Sobler writes with a skilled hand, lacing the text with her dry humour yet still maintaining the element of fairy-tale. Beautifully crafted it touches on the absurd; occasionally jarring but always enchanting – like a piece of music that breaks the rules of harmony with unexpected notes. Conversely, the four characters of the play are very much bound by their laws, trapped by their situations and prevented from fulfilling their dreams – of love. Princess Alexandra, who thinks her life will never change, lives in the palace with her father, King Ludwig, a failed poet, and her maid, the wise Galstina. But when Lucien arrives, initially to assist the King with his writing, anything becomes possible as he challenges the status quo.
Grace Molony is quite magnificent as the princess who tiptoes sideways through doorways, terrified that the slightest disturbance would shatter the piano inside her. Combining an inner strength with the fragility of her condition, she is constantly watchable throughout, and ultimately heart-breaking when she finally finds her own way to be free. Timothy Walker’s formidable Ludwig only glimpses the love that might be before retreating again into his stubbornness, shattering the delicate dreams of those around him. Along with Suzan Sylvester as the maid who never truly knows her place, and Laurence Ubong Williams’ lovestruck Lucien, the cast of four give spellbinding performances.

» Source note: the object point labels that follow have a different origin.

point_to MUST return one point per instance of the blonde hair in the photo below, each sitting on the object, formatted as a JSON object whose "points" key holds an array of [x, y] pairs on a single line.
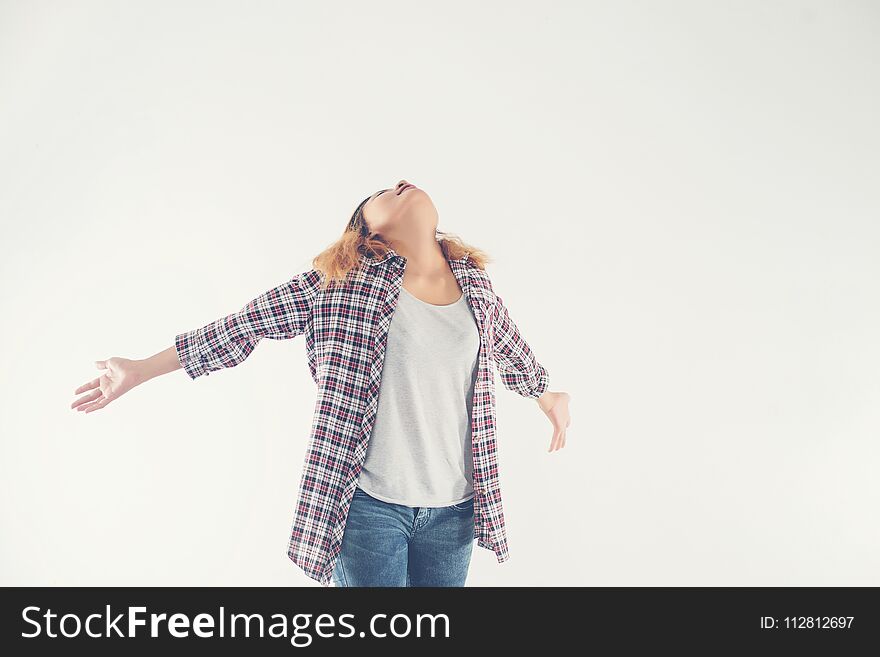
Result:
{"points": [[338, 259]]}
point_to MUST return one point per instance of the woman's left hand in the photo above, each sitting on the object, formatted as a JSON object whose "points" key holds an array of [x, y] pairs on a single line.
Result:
{"points": [[555, 405]]}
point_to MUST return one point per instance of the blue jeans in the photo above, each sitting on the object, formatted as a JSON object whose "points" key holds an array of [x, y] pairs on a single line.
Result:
{"points": [[387, 544]]}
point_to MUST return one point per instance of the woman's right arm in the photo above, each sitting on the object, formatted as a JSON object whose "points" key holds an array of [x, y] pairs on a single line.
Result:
{"points": [[280, 313]]}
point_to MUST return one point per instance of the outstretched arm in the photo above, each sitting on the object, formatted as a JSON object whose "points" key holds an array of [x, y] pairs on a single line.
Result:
{"points": [[521, 372], [280, 313]]}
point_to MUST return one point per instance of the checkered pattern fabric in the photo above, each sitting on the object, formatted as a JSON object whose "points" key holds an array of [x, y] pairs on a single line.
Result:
{"points": [[346, 331]]}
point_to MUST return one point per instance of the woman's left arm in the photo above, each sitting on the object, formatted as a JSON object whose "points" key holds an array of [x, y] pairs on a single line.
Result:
{"points": [[521, 372]]}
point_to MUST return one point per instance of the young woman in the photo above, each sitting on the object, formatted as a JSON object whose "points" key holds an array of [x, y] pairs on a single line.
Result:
{"points": [[402, 329]]}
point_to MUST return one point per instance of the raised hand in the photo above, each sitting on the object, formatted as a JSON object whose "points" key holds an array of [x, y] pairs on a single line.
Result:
{"points": [[120, 376]]}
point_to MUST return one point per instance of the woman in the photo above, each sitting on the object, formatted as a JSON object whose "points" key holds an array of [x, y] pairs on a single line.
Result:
{"points": [[402, 328]]}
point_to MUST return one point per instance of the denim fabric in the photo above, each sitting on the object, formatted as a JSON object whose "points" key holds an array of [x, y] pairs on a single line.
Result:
{"points": [[387, 544]]}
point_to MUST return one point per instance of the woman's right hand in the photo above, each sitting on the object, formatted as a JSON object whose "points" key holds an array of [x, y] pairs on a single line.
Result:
{"points": [[122, 374]]}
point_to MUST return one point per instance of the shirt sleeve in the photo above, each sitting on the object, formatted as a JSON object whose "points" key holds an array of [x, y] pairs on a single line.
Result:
{"points": [[520, 370], [278, 314]]}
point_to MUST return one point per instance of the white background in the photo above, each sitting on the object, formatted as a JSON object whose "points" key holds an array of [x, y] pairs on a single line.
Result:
{"points": [[680, 198]]}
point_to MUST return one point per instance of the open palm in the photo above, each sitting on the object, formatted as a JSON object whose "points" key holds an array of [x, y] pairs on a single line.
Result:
{"points": [[120, 377]]}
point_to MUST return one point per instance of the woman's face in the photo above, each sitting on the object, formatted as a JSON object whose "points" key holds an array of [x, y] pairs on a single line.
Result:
{"points": [[400, 212]]}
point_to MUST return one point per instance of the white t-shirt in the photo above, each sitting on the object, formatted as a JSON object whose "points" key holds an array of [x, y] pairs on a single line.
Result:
{"points": [[419, 451]]}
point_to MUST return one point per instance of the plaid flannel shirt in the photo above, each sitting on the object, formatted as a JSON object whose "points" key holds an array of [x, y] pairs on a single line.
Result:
{"points": [[346, 330]]}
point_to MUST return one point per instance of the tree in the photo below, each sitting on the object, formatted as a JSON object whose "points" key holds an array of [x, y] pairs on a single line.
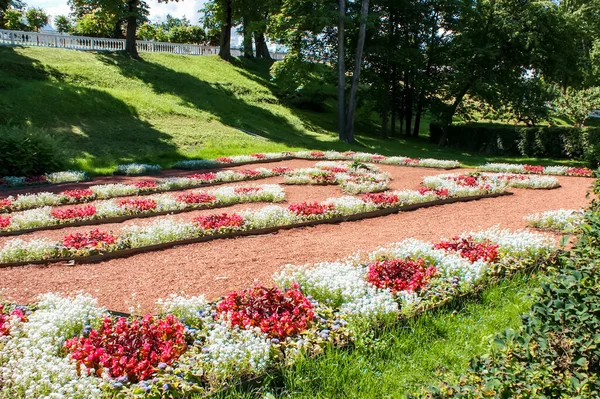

However, the second act does, at times, threaten to break the spell; and as it meanders fleetingly off course, we are not entirely sure what is real or imagined. But director Max Key’s atmospheric staging continually rescues us from the inherent difficulties of the script that defies categorisation. The end result is clearly moving and magical. An experience heightened by the presence of concert pianist Elizabeth Rossiter who sits at the grand piano throughout, punctuating the play with Gabriel Prokofiev’s lyrical score. Like the text itself, the fragile underscore verges on dissonance with something beautiful underneath. Rossiter’s fingers move across the keyboard, careful not to shatter the melodies as the individual notes pierce like shards of glass. A more poignant soundtrack could not be hoped for.
A uniquely atmospheric production; whimsical yet real, dark yet high-spirited, ‘piano’ and ‘forte’ together. Small scale but grand, this is the perfect piece of theatre for the Coronet – arguably one of the finest off West End theatres in London – with unarguably the best bar.